The biker had undergone a second trial in 2002, at the end of which he was found guilty of the murders and sentenced to life imprisonment, thanks in particular to the testimony of one of the killers, Stéphane “Godasse” Gagné, who became a repentant witness.

During the biker war, and after his acquittal at the end of his first trial, Maurice Boucher was regularly seen having a coffee at Place Versailles, near the elevator leading to the SPVM’s specialized investigations offices, to taunt the police. said some of them now retired.

During the war, Boucher had a contract on his head and had been followed by the contract killer Gérald Gallant who, however, had never been able to fulfill his mission.

During his long incarceration, Boucher had been the victim of a few attacks by fellow prisoners, including one with homemade picks that occurred in the courtyard of the Sainte-Anne-des-Plaines penitentiary in October 2010.

Four years later, the Montreal Journal revealed that Boucher had been expelled from the ranks of the Hells Angels.

This expulsion did not, however, prevent him from continuing to receive money from the faithful, from the sale of narcotics, $4,000 per month according to the evidence obtained during the Magot-Mastiff investigation, by which the Sûreté du Québec dismantled in November 2015 a biker-mafia-gang alliance that ran organized crime in Montreal.
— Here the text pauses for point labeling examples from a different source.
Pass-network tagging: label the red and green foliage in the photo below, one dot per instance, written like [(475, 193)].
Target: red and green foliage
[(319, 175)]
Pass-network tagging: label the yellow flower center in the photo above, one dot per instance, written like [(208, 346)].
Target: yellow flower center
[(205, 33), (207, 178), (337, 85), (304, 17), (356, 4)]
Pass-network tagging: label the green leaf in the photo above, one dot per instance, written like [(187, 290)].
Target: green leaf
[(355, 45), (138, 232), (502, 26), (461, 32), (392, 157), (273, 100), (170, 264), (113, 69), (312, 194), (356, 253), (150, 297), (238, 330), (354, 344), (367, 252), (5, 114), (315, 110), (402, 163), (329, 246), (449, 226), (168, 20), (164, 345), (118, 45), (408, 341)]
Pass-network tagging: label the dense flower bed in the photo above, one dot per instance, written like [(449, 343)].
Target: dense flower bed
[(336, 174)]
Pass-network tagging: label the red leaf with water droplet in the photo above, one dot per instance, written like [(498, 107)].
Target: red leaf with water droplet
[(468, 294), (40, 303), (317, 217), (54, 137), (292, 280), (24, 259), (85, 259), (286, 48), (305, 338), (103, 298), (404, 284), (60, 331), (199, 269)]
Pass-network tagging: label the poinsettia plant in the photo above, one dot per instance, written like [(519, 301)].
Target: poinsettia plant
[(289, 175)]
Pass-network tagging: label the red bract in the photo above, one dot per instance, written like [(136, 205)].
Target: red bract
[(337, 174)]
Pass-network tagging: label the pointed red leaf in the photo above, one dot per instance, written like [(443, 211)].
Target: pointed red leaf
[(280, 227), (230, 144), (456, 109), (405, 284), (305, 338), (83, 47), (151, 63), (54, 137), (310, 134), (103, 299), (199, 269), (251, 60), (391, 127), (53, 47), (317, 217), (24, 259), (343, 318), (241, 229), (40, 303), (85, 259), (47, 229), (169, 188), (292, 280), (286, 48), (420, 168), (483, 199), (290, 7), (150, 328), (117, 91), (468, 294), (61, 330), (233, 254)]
During the investigation, the police had discovered that Boucher, his daughter Alexandra Mongeau and gang leader Gregory Woolley had conspired to assassinate the kingpin Raynald Desjardins. Boucher had been arrested and charged for this plot. He pleaded guilty and received an additional ten-year sentence.

Sentencing him in 2018, Superior Court Judge Eric Downs said the case showed Boucher was not on the path to rehabilitation.

In 2015, Boucher was also arrested for attacking a fellow prisoner with a pickaxe and received another two-year sentence in 2019.